Pulping water can be reused during the de-pulping of the harvest of one day. This results in an increase in organic matter and a decrease in pH. Research in Nicaragua showed COD averages rising from 5,400 mg/L up to 8,400 mg/L with most of the pulp removed. The drop in pH can be attributed to the start of fermentation of the pulping water. This drop continues until fermentation is finished and pH levels of around 4 are reached. The nutrient content of the pulping water at the maximum COD load, which was considered to reflect maximum pollution, was determined during this research. Total nitrogen (TN) concentration in the samples ranged from 50 to 110 mg/L with an average over all samples of 90 mg/L. Total phosphorus (TP) concentration in the samples ranged from 8.9 to 15.2 mg/L with an average over all samples of 12.4 mg/L.

=== Washing ===

Washing of the fermented beans leads to wastewater containing mainly pectins from the mucilage, proteins and sugars. The fermentation of the sugars (disaccharide carbohydrates) into ethanol and CO_{2} leads to acid conditions in the washing water. The ethanol is converted in acetic acids after reaction with oxygen, lowering the pH to levels of around 4. The high acidity can negatively affect the treatment efficiency of treatment facilities treating the coffee wastewater like an anaerobic reactor or constructed wetlands and is considered to be detrimental for aquatic life when discharged directly into surface waters.

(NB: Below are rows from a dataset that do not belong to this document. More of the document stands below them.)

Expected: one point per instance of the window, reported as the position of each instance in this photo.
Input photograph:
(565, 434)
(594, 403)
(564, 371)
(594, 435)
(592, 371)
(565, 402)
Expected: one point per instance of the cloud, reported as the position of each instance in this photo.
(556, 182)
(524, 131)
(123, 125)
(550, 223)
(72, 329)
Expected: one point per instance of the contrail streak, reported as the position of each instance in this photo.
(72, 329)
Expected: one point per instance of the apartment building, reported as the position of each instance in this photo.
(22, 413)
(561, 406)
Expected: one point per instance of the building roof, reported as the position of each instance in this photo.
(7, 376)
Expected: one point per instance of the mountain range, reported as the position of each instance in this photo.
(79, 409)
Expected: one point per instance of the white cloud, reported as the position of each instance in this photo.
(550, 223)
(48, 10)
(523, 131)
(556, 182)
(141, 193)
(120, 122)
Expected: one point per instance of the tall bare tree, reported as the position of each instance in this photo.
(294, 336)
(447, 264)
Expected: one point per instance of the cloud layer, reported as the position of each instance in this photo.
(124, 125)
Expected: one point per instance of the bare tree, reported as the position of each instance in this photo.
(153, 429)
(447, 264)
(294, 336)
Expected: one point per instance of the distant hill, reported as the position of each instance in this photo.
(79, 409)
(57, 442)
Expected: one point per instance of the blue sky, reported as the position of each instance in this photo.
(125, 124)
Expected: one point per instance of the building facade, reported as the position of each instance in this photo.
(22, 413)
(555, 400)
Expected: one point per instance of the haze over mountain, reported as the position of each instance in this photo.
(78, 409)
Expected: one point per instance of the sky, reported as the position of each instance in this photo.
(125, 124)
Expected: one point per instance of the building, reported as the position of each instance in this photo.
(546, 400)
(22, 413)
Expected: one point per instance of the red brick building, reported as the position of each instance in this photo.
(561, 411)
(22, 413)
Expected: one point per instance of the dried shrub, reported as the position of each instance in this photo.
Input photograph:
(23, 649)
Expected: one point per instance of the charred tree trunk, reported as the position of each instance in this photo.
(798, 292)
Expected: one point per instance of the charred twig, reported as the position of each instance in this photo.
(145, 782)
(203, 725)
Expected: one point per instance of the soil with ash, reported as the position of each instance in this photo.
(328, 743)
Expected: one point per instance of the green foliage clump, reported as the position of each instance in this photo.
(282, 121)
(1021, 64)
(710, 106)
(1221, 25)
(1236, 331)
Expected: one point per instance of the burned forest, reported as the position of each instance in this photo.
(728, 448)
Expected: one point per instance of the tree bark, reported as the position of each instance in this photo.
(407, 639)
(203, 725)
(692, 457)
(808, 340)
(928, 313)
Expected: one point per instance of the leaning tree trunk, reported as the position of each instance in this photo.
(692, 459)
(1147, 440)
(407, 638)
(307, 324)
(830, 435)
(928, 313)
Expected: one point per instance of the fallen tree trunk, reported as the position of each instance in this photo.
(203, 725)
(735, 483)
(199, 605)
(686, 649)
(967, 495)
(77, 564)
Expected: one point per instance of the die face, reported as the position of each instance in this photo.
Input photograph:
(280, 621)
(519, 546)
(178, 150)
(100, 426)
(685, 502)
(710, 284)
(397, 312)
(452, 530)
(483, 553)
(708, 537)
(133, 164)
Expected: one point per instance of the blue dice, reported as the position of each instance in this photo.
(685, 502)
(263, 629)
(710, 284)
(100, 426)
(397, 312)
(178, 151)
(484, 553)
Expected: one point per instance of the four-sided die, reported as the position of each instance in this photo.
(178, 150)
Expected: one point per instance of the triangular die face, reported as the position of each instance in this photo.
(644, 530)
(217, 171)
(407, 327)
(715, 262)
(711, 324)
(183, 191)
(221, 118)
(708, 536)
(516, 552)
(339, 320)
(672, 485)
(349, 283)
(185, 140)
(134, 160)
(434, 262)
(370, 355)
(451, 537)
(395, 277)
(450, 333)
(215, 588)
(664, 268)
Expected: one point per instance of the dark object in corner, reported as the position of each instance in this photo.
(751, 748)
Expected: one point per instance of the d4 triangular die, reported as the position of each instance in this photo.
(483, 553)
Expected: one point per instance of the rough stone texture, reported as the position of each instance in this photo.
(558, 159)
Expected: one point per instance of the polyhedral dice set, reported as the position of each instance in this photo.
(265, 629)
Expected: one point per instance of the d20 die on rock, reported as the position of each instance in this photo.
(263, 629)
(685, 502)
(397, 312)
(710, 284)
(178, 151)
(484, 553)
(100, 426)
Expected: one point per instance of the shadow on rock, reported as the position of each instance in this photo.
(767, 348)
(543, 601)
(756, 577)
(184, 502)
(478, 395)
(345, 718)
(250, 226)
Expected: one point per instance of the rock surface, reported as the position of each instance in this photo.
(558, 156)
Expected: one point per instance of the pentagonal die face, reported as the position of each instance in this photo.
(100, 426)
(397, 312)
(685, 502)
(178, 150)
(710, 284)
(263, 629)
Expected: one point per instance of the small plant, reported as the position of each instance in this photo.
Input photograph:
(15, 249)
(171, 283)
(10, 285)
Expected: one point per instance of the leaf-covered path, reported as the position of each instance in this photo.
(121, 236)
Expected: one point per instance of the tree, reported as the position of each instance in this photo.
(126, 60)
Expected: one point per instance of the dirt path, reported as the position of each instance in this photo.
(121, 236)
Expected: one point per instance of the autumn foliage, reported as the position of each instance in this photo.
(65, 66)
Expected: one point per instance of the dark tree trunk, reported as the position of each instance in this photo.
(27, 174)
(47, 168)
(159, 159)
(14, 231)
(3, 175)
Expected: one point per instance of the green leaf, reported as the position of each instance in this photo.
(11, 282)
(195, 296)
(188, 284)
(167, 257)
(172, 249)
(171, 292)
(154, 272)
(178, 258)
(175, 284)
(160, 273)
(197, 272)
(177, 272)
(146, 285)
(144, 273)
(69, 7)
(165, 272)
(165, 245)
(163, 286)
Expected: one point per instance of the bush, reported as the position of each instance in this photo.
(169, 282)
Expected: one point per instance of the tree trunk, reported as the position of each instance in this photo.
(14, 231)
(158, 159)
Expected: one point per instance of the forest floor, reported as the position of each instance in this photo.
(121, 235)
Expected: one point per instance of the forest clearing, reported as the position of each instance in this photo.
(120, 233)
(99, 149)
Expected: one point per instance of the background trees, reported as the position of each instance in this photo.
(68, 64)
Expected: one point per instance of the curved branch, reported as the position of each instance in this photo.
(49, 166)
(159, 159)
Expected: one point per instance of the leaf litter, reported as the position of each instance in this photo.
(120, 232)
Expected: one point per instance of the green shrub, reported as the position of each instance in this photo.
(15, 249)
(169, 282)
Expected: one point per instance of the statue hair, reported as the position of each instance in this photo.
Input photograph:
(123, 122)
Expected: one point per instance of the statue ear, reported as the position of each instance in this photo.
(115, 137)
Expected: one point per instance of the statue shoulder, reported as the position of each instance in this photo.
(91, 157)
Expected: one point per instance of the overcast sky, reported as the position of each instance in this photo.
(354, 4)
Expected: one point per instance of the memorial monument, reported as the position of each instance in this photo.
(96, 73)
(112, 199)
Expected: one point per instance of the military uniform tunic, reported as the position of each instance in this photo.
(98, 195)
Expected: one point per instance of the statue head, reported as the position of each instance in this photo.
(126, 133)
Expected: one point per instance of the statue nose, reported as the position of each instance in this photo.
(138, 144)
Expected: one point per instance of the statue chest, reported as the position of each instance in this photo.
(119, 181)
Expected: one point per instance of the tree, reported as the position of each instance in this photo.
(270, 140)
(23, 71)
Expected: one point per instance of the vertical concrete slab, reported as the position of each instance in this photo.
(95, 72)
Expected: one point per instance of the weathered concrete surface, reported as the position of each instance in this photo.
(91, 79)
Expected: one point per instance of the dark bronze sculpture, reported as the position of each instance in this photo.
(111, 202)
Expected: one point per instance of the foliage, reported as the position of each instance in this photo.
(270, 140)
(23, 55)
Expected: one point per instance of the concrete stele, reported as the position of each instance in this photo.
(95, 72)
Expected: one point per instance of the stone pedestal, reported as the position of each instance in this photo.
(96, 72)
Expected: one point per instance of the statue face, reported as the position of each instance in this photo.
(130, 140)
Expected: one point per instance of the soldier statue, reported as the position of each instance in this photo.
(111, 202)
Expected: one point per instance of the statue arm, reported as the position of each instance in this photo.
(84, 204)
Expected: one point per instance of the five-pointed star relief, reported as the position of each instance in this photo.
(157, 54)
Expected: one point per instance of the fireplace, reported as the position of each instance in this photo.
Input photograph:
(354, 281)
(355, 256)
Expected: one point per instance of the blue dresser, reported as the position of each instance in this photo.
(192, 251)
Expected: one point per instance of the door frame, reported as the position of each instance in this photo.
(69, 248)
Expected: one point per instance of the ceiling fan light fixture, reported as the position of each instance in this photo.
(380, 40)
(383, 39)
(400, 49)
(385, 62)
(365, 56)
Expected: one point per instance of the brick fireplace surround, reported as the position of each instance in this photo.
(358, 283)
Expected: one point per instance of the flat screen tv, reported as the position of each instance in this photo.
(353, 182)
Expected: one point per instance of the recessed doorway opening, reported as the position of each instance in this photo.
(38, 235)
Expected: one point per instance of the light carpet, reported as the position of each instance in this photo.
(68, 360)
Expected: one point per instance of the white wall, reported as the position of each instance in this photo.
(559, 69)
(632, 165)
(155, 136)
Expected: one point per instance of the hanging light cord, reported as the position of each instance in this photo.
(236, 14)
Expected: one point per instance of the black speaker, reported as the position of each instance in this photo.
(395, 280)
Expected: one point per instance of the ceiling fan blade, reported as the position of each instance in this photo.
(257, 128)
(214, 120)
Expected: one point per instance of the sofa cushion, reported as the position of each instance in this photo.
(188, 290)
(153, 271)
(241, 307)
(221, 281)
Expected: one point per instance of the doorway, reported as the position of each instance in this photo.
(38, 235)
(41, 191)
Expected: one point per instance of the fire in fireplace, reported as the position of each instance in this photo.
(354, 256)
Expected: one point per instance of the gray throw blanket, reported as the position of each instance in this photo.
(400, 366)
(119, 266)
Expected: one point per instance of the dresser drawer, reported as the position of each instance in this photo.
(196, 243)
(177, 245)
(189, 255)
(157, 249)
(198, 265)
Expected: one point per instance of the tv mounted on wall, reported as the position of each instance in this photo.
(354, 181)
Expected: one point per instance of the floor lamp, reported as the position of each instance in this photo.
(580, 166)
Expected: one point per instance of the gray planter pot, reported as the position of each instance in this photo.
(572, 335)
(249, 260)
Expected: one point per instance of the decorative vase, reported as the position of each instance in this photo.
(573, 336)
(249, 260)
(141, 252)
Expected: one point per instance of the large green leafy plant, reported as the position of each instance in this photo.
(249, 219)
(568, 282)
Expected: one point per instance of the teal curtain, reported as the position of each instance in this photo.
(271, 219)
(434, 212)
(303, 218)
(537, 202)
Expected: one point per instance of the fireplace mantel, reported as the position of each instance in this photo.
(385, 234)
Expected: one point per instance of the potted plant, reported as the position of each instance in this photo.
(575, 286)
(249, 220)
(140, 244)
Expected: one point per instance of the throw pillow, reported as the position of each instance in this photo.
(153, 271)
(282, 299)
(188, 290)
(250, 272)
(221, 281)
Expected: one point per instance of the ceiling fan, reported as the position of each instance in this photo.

During the washing process the research in Nicaragua showed a clear decrease in contamination of the wastewater. The COD values drop from an average of 7,200 mg/L to less than 50 mg/L. Despite the fact that wastewater with COD values below 200 mg/L is allowed to be discharged in the natural waterways in Nicaragua it is advisable to redirect all the wastewater to the treatment system. This is because COD levels cannot be determined onsite during the washing process and discharge of the wastewater into surface waters is based on visual inspection. When the water is "clear" it is considered to be clean enough but the COD values measured during the research showed that discharge generally was to soon, resulting in wastewater with higher levels of COD than permitted. Another positive effect of diverting the wastewater to a treatment system is the dilution of the wastewater which enables better treatment by anaerobic bacteria due to more favourable pH values and better post-treatment due to lower concentrations of ammonium.

TN concentration in the samples of wastewater stemming from washing ranged from 40 to 150 mg/L with an average over all samples of 110 mg/L. TP concentration in the samples ranged from 7.8 to 15.8 mg/L with an average over all samples of 10.7 mg/L.